Se os recursos arrecadados anualmente com multas de trânsito, seguro obrigatório (DPVAT) e Fundo Nacional de Segurança e Educação de Trânsito (Funset) fossem aplicados efetivamente no setor, a situação nas ruas seria melhor. A avaliação é do diretor do Departamento Nacional de Trânsito (Denatran), Alfredo Peres. "Esses recursos precisam voltar a serem aplicados no setor." Peres calcula em aproximadamente R$ 4,5 bilhões a verba que poderia estar à disposição do Denatran para educação de trânsito, prevenção de acidentes e inspeção veicular. "São aplicados R$ 3 bilhões por ano em multas e o DPVAT arrecada algo em torno de R$ 1,5 bilhão. Mas o dinheiro não vai automaticamente para o orçamento do governo. A gente não tem recebido recursos suficientes." O orçamento anual do órgão é de R$ 65 milhões.
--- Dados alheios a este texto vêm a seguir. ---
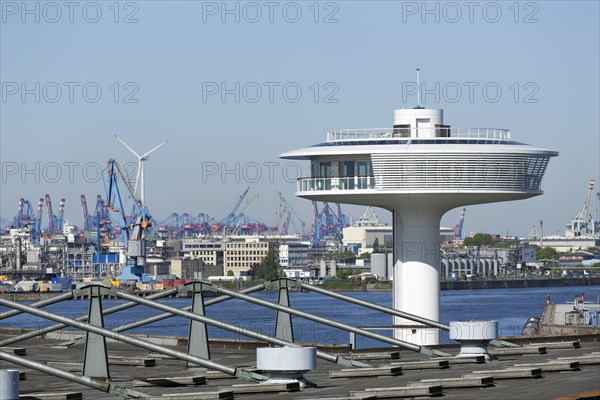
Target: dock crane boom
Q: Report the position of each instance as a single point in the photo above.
(458, 227)
(51, 221)
(291, 209)
(133, 230)
(84, 211)
(583, 223)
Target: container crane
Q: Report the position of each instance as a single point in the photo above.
(84, 211)
(37, 226)
(583, 223)
(286, 204)
(25, 217)
(458, 227)
(133, 231)
(61, 215)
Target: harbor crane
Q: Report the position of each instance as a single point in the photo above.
(459, 226)
(287, 206)
(583, 224)
(133, 230)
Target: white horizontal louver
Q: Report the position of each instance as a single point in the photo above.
(440, 171)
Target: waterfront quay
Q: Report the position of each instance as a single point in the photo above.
(543, 372)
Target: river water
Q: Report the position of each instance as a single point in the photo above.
(510, 307)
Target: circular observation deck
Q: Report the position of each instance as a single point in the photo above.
(455, 166)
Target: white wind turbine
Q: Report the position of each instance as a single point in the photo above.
(141, 159)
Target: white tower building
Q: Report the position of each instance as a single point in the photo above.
(419, 170)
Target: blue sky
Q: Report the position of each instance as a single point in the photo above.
(162, 67)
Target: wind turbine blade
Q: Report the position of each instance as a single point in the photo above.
(126, 145)
(148, 152)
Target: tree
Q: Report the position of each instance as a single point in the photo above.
(479, 239)
(547, 253)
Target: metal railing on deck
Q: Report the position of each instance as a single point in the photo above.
(436, 133)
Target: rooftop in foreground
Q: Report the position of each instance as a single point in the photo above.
(551, 384)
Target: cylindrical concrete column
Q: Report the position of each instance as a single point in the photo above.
(417, 271)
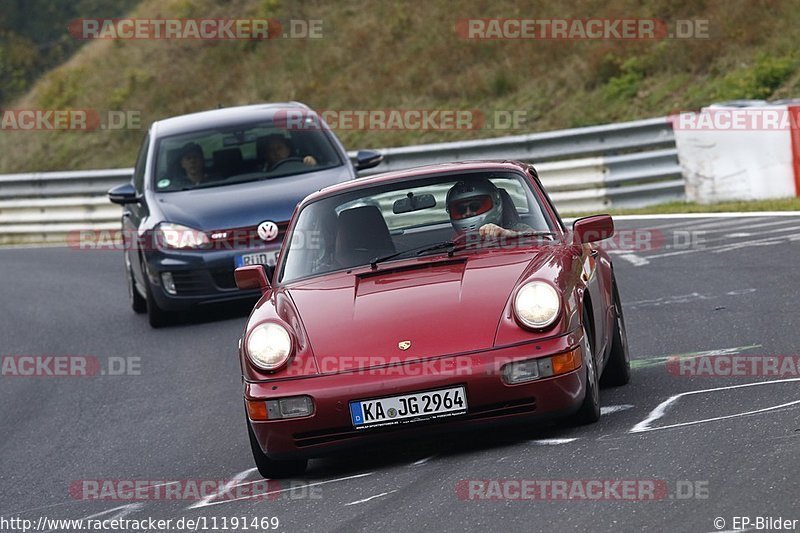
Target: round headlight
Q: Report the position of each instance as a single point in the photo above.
(537, 304)
(269, 346)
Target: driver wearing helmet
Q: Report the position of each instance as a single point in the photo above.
(477, 205)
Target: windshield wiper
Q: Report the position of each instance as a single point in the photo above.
(450, 246)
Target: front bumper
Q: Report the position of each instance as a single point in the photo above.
(490, 400)
(200, 276)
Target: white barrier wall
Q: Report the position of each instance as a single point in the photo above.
(738, 153)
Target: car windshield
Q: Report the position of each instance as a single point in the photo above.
(230, 155)
(401, 220)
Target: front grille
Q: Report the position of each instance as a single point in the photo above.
(245, 238)
(223, 278)
(188, 283)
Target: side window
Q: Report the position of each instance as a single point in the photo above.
(141, 161)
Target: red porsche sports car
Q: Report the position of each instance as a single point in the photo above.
(438, 298)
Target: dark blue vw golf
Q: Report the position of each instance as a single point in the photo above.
(213, 191)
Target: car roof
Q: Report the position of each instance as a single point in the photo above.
(419, 172)
(223, 117)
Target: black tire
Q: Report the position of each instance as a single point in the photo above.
(155, 315)
(589, 411)
(618, 369)
(138, 303)
(270, 468)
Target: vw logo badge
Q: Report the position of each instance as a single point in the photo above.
(268, 230)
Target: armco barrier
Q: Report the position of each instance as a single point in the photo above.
(629, 164)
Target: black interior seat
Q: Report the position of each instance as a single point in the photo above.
(228, 162)
(361, 234)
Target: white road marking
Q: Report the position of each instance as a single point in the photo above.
(552, 442)
(742, 214)
(661, 409)
(634, 259)
(209, 500)
(607, 410)
(381, 495)
(279, 491)
(722, 247)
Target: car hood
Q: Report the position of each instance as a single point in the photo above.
(442, 306)
(245, 204)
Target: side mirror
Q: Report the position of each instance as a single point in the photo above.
(368, 159)
(123, 194)
(252, 277)
(592, 229)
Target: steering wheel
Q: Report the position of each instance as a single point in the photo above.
(284, 161)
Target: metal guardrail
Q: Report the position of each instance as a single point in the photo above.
(630, 164)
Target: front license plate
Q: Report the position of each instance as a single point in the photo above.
(408, 408)
(258, 258)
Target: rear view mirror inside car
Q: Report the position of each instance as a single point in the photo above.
(413, 203)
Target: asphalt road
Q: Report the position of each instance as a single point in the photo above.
(176, 413)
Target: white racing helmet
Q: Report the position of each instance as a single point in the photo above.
(471, 204)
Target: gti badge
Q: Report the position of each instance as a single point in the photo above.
(268, 230)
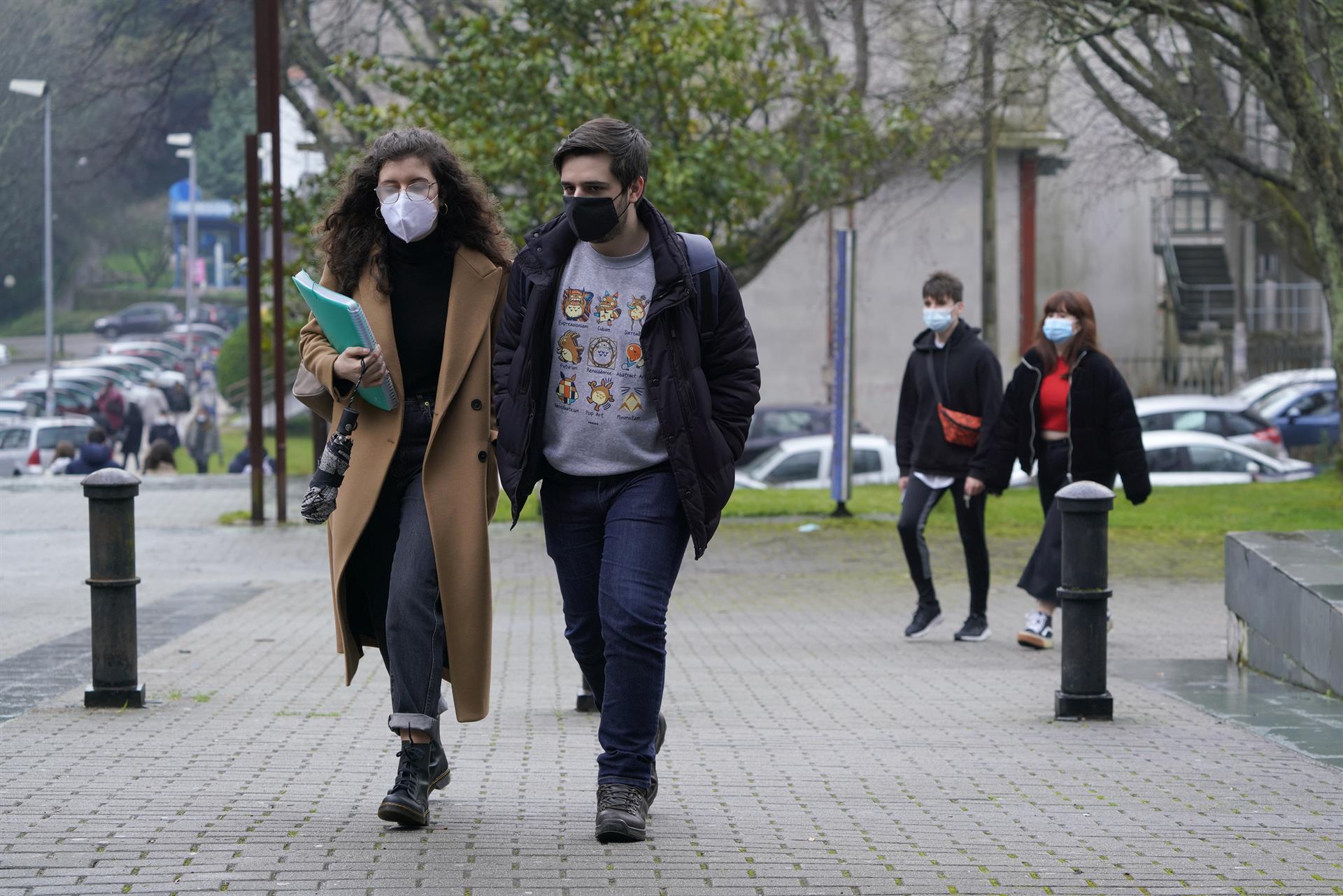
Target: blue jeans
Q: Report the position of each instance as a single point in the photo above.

A entidade recebe ainda cerca de R$ 200 milhões de repasse da verba de multas e seguro e paga ao Serviço Federal de Processamento de Dados (Serpro), que processa e analisa todos os dados dos motoristas e veículos no território nacional, R$ 70 milhões por ano. "Os tribunais de contas nos Estado e os procuradores do Ministério Público já fazem essa cobrança (por mais recursos para o Denatran). A sociedade também pede mais investimentos no trânsito, na educação e em campanhas permanentes. Só assim poderemos reverter esse quadro, que hoje é de calamidade pública, um problema de saúde."